CMS and the Office of Inspector Genral are making news.

A proposed rule from the Centers for Medicare & Medicaid Services to review Medicare overpayments, dating back to as far as 10 years, could mean undue administrative burdens and costs for health care providers.

The proposal rule, published in the Federal Register Feb. 16, requires that providers and suppliers must report and return self-identified overpayments within 60 days. Before the Affordable Care Act, providers didn't have a set deadline for returning taxpayers' money, but under the Act, there will be a specific time frame by which overpayments must be returned, CMS explained in a statement last month. And providers who fail to report and return the overpayment within that time frame could be violating the False Claims Act and face civil monetary penalties or be excluded from the federal program altogether.

Also under the proposed rule, CMS plans to broaden the look-back period of Medicare overpayments from what is generally four years to up to 10, HealthLeaders Media reported. The expanded time frame could cost as much as $58 million in reporting-related expenses per year for about 125,000 providers and suppliers, the article noted.

Calling it "overkill," Amy E. Nordeng, government affairs counsel for the Medical Group Management Association, said the CMS rule, if enacted, could be particularly burdensome for group practices who might not have billing records that far back.

The other issue at hand is that providers who are overpaid might not be intentionally violating the False Claims Act but rather committing billing errors. "[Ten years] would be under the worst case scenario under the False Claims Act when in fact most of the time when there is some kind of billing error it is just that-an error," Michael Gennett, counsel at Miami-based Akerman Senterfitt Law Firm, said in the article. "It is not a knowingly false claim."

For example, in an Office of Inspector General report released Tuesday, University of California, San Diego, Medical Center complied with Medicare billing requirements for 111 of the 210 inpatient and outpatient claims the OIG audited.

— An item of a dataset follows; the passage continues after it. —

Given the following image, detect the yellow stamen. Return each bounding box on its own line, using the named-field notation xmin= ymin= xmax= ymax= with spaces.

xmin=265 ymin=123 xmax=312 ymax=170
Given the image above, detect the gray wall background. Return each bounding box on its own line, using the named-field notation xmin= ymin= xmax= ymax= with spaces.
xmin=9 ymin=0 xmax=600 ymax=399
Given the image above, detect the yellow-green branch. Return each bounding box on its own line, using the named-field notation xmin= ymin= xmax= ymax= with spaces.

But for the other 99 claims, UCSD was overpaid $351,000 for 2008 and 2009. OIG determined that the cause was primarily because the hospital's existing controls did not adequately prevent incorrect billing of the claims. After the audit, the hospital implemented educational programs, leveraged technology, and redesigned the audit and billing process to ensure compliance.

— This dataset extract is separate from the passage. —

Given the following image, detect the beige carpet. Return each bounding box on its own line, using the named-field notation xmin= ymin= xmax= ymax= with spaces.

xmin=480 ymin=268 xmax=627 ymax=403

CMS' proposed rule, although worrisome, might not be surprising to providers. The agency has taken a hard-line stance against fraud and waste. CMS already has recovered approximately $5 million in overpayments, the agency said.

Looks like the folks at CMS are catching up with investigative journalists who have been putting out stories about fraud and abuse for years.  The president's opponents sometimes claim this administration isn't doing enough to save money and in the next breath complain about too many regulations and too much government oversight interfering with the private sector. Here are a few links to think about next time you hear that kind of nonsense.

It's like shooting fish in a barrel. Makes me wonder why it has taken so long. I think it has to do with the Reagan Revolution and an asleep-at-the-switch culture that pervaded Washington beginning with his famous "government IS the problem" pronouncement. 

All that complaining about a ten-year lookback is baloney. Anyone who has been downwind of anything having to do with healthcare knows that record-keeping may be more important than blood banks and sanitation. Anybody who has ever been on the receiving end of an insurance claim challenge knows that. If you took a pee at the wrong time a few years ago somebody took note of it and there will be a document to prove it. And when it comes to billing you can bet your last dollar if the record is lost it's because they didn't want it found.  

With this year's presidential election turning into a GOP Suicide Watch I'm starting to think some of the positive trends started under the Obama administration may have time to take root and grow. One can hope.